I. Commentaire historique
La construction de cette ferme remonte probablement à l’Epoque Moderne. La carte des frontières Est de la France, levée par les ingénieurs militaires entre 1764 et 1778, indique l’existence d’une construction à l’emplacement approximatif de cette ferme, au nord du bourg de Saint-Paul. Le bâtiment se situe dans le lieu-dit « La Gardette » où sont représentés des terrains agricoles, à l'est d’un axe de circulation important pour l’époque, reliant Vence à Saint-Paul.
En 1833, ce chemin n'est plus figuré que de manière partielle sur le cadastre napoléonien, l’axe principal se trouvant désormais plus à l’ouest. La ferme est alors clairement identifiable et l’état des sections nous apprend qu’il s’agit d’un ensemble de plan rectangulaire, d’une superficie de 346 mètres carrés, doté de cinq ouvertures imposables. Son plan correspond à la construction aujourd'hui en ruine qui comprenait alors le logis avec sa dépendance agricole accolée au nord, sa resserre et son four à pain à l’est. La ferme appartient à cette époque à Louis Varage, propriétaire à Saint-Paul.

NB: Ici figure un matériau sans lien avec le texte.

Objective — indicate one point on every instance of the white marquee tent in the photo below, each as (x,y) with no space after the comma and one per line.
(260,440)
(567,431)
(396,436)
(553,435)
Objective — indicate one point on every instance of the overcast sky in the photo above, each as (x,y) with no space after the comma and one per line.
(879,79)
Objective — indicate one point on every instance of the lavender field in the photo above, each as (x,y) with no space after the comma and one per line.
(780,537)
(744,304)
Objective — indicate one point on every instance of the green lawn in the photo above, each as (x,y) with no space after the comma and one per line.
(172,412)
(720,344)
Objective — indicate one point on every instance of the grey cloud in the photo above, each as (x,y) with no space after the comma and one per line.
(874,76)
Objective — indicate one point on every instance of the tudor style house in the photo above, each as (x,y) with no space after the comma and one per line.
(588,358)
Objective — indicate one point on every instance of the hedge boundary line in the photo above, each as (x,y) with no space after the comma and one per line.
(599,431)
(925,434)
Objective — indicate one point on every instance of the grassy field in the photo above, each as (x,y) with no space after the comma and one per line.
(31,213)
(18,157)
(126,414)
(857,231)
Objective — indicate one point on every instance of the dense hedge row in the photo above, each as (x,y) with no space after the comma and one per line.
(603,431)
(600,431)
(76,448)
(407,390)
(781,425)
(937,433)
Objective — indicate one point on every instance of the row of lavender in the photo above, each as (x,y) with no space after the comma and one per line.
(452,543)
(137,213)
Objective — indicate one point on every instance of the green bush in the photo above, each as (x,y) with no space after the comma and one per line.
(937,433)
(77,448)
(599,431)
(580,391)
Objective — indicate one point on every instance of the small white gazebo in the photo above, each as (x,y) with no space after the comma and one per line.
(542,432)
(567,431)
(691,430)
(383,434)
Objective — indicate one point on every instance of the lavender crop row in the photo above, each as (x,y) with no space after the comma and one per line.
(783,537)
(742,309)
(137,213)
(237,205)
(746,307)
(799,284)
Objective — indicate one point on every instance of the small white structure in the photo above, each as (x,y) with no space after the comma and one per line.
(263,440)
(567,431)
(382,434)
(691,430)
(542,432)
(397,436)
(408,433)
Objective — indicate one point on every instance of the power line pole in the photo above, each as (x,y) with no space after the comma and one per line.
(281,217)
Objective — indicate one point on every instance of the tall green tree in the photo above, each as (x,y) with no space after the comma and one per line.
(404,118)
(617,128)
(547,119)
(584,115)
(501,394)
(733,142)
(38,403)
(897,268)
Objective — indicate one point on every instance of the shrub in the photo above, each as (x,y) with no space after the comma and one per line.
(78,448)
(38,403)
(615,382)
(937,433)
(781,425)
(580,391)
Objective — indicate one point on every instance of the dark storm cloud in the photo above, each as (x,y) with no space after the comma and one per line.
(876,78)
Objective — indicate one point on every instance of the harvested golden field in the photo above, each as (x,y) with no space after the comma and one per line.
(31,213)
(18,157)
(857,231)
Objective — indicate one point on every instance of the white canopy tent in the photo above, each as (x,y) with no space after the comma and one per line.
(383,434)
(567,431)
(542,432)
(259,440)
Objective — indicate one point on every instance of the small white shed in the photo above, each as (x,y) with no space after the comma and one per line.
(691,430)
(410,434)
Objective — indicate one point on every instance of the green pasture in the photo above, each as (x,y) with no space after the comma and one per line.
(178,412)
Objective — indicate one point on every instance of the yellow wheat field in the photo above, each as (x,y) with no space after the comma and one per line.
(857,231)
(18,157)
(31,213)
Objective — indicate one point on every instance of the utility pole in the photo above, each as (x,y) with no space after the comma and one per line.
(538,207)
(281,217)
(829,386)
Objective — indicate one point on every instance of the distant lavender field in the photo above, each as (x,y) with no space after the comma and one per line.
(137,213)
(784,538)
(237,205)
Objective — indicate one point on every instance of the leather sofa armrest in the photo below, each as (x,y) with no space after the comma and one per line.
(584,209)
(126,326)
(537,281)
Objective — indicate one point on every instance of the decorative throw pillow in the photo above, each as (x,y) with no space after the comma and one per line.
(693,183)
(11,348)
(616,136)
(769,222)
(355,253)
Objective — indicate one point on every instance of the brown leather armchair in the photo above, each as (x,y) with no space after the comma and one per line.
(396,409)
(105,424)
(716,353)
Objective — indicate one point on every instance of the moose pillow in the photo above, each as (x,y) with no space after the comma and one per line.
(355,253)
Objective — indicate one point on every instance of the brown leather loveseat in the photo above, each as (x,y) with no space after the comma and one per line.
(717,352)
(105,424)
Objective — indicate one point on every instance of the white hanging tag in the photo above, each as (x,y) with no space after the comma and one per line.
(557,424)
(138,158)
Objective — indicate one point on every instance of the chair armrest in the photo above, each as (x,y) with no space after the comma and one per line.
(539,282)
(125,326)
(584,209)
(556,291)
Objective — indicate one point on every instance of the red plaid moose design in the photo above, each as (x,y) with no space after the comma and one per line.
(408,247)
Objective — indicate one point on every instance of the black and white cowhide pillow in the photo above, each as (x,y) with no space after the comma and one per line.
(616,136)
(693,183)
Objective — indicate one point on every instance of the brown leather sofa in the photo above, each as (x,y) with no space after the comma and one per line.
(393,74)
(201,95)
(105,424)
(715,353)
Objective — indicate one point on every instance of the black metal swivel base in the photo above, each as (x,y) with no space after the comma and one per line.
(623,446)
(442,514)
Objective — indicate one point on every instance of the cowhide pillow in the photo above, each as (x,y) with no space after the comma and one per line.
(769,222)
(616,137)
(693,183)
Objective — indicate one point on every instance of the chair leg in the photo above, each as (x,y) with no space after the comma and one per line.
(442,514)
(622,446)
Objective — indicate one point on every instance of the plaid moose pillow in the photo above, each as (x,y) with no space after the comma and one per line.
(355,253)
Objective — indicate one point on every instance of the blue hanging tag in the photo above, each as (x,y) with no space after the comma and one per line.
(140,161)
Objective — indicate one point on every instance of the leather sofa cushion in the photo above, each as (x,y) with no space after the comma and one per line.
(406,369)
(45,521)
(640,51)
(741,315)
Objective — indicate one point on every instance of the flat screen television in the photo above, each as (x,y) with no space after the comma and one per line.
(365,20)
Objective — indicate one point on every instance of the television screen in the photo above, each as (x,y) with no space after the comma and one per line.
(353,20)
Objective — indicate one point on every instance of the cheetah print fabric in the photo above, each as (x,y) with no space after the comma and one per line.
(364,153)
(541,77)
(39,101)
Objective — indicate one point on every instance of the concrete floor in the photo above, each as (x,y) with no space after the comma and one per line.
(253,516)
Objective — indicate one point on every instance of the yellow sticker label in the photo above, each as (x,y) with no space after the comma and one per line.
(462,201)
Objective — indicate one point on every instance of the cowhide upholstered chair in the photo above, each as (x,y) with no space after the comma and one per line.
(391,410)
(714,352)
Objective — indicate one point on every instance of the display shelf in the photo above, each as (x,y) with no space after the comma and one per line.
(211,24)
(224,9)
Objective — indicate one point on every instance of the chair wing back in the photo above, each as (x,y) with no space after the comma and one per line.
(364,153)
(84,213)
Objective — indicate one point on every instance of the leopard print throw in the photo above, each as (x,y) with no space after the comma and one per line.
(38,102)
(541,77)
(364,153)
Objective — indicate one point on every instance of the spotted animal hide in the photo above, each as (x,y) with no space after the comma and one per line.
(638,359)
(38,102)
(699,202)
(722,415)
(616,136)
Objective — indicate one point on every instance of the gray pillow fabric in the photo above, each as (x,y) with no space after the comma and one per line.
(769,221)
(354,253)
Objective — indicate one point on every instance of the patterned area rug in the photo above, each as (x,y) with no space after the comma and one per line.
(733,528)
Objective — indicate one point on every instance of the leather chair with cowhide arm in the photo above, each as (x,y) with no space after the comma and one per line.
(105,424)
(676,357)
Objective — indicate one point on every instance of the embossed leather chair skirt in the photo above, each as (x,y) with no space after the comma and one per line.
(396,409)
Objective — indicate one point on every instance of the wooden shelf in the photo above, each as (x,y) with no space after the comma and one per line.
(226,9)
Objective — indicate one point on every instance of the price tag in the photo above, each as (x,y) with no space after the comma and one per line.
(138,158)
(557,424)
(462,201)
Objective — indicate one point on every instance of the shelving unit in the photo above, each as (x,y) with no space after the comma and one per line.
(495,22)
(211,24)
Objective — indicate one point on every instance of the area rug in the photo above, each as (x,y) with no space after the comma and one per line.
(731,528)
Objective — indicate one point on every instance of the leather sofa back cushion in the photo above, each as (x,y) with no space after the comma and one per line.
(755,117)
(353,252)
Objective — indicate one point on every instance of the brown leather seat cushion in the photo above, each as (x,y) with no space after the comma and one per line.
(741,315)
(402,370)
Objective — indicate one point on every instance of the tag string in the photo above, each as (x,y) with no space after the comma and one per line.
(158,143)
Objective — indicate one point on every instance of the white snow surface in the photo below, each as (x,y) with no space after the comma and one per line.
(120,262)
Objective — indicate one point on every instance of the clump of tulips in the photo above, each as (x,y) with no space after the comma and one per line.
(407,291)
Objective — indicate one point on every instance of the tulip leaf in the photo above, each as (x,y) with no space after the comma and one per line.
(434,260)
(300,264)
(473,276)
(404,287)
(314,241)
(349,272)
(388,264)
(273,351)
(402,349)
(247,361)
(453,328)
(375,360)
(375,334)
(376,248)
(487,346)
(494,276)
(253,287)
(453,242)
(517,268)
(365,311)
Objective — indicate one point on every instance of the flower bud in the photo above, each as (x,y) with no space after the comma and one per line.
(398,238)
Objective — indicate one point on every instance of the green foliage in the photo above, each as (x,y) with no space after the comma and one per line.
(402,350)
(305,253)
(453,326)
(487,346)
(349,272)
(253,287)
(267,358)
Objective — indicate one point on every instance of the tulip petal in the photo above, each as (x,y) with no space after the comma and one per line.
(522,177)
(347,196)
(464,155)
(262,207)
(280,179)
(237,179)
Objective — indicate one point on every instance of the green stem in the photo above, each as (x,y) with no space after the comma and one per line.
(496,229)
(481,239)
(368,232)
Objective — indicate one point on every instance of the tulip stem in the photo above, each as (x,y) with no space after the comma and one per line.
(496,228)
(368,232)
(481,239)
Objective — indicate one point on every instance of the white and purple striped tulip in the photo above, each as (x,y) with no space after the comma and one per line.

Ses terrains alentours sont plantés d’oliviers (environ neuf hectares répartis sur les parcelles 400, 476, 507, 511 et 540), mais une large part reste boisée (environ 10 hectares répartis sur les parcelles 508 et 539). L'ensemble s'élève à environ 28 hectares pour un revenu annuel estimé de 690,87 francs.
Plan de masse et de situation d'après le cadastre de 1833 (section A, parcelle 506).
À partir de 1879, la ferme est divisée entre deux propriétaires à parts égales (170 mètres carrés chacun). La partie habitable avec les cinq ouvertures va à l’un, tandis qu’aucune ouverture n’est déclarée sur celle appartenant à l’autre, ce qui suppose que ce dernier obtint peut-être un espace agricole en guise de compensation. Cette partie appartint notamment par la suite à un fermier lors d’une courte période entre 1880 et 1888, ce qui sous-entend le maintien d'un usage agricole.
À compter de 1888, ladite partie de la propriété entre en possession de la famille Fouques. C’est Honoré Léandre, géomètre de première classe qui l’acquiert et la transmet ensuite en 1892 à son héritier, Aimé Fouques, docteur en médecine à Cannes. En 1897, l'autre partie de la ferme, celle comprenant le logis, lui revient également. En 1903, Elisée Fouques en hérite. Outre ses propriétés foncières non bâties – 82 hectares pour un revenu annuel estimé de 1 748,48 francs (un montant qui le situe dans la frange riche de la population locale) – il possède cinq fermes, une maison dans le cœur du village et des bâtiments agricoles d’une valeur de 266 francs.
En 1913, l’ensemble des terres entourant la propriété étudiée ne sont plus que des terrains en friche ou boisés. Aucune culture n’est signalée, la ferme n'est probablement plus en activité. Il est même possible que les lieux soient abandonnés et cela pour de nombreuses années encore, puisqu’en 1926, la maison est indiquée dans les matrices cadastrales comme démolie. Elle reste imposée au sol en tant que propriété non bâtie d’une superficie de 320 mètres carrés.
L’ensemble de la ferme n’a pas été entièrement détruit : l’entrepôt agricole au nord, une partie de la pièce voutée au sud et le four à pain au sud-est semblent constituer les restes des constructions primitives démolies entre 1913 et 1924.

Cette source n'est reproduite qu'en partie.